Après avoir déposé un recours devant la cour d’appel sur la conformité de l’offre d’achat du géant des médias, l’éditeur de jeux pour mobile s’est doté d’une pilule empoisonnée destinée à rendre plus incertain le maintien des cerveaux-clés dans l’entreprise en cas de victoire du prédateur.
Gameloft a conclu avec quelques dizaines d’entre eux, en France et à l’étranger, des avenants à leurs contrats prévoyant le versement d’indemnités en cas de changement de contrôle de la société.
Ils auront donc dans ce cas toute latitude de partir avec des parachutes agréables.
Au total, les montants de ces indemnités ne sont pas considérables, à peine supérieurs à 10 millions d’euros.
Mais le départ simultané de plusieurs dizaines de créatifs dévaloriserait l’entreprise au détriment bien sûr de son nouveau propriétaire.

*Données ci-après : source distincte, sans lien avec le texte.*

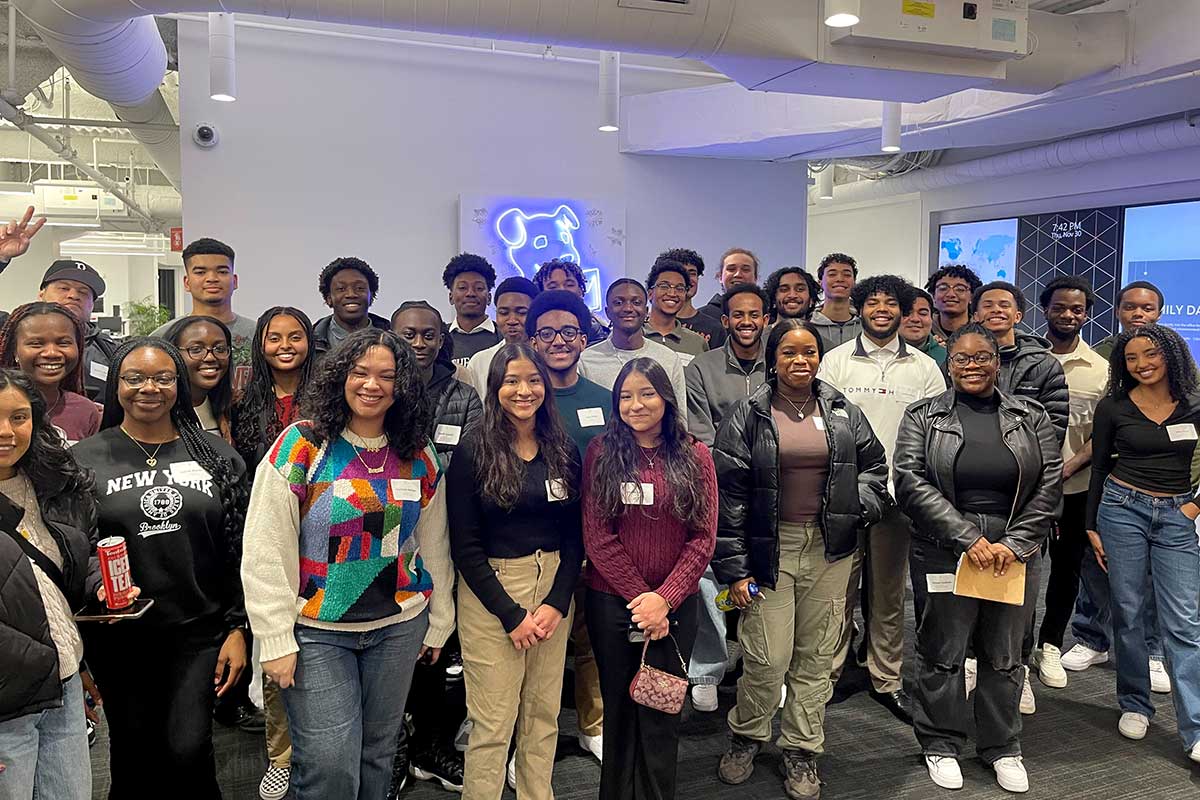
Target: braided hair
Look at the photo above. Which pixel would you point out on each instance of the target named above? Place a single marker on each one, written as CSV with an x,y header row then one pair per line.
x,y
232,492
255,422
72,380
1181,368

Ce mode de protection est inhabituel en France mais pas à l’étranger. En 2008, Yahoo y avait eu recours en grand face à l’OPA de Microsoft, avant d’en réduire la portée devant la bronca de ses actionnaires.
Reste à savoir quel effet dissuasif ce dispositif pourra avoir dans le cas de Gameloft.
Plus important sera sans doute, pour l’issue de l’OPA, le devenir de la participation que le fonds Amber Capital a discrètement amassée pour détenir près de 15% du capital.
En vendant à Vivendi où aux actionnaires de Gameloft en fonction du prix que chacun est prêt à accepter, c’est bien à lui, plus qu’à la Justice ou à la décision personnelle de tel ou tel salarié de rester ou de quitter l’entreprise, qu’il reviendra d’arbitrer la bataille en cours.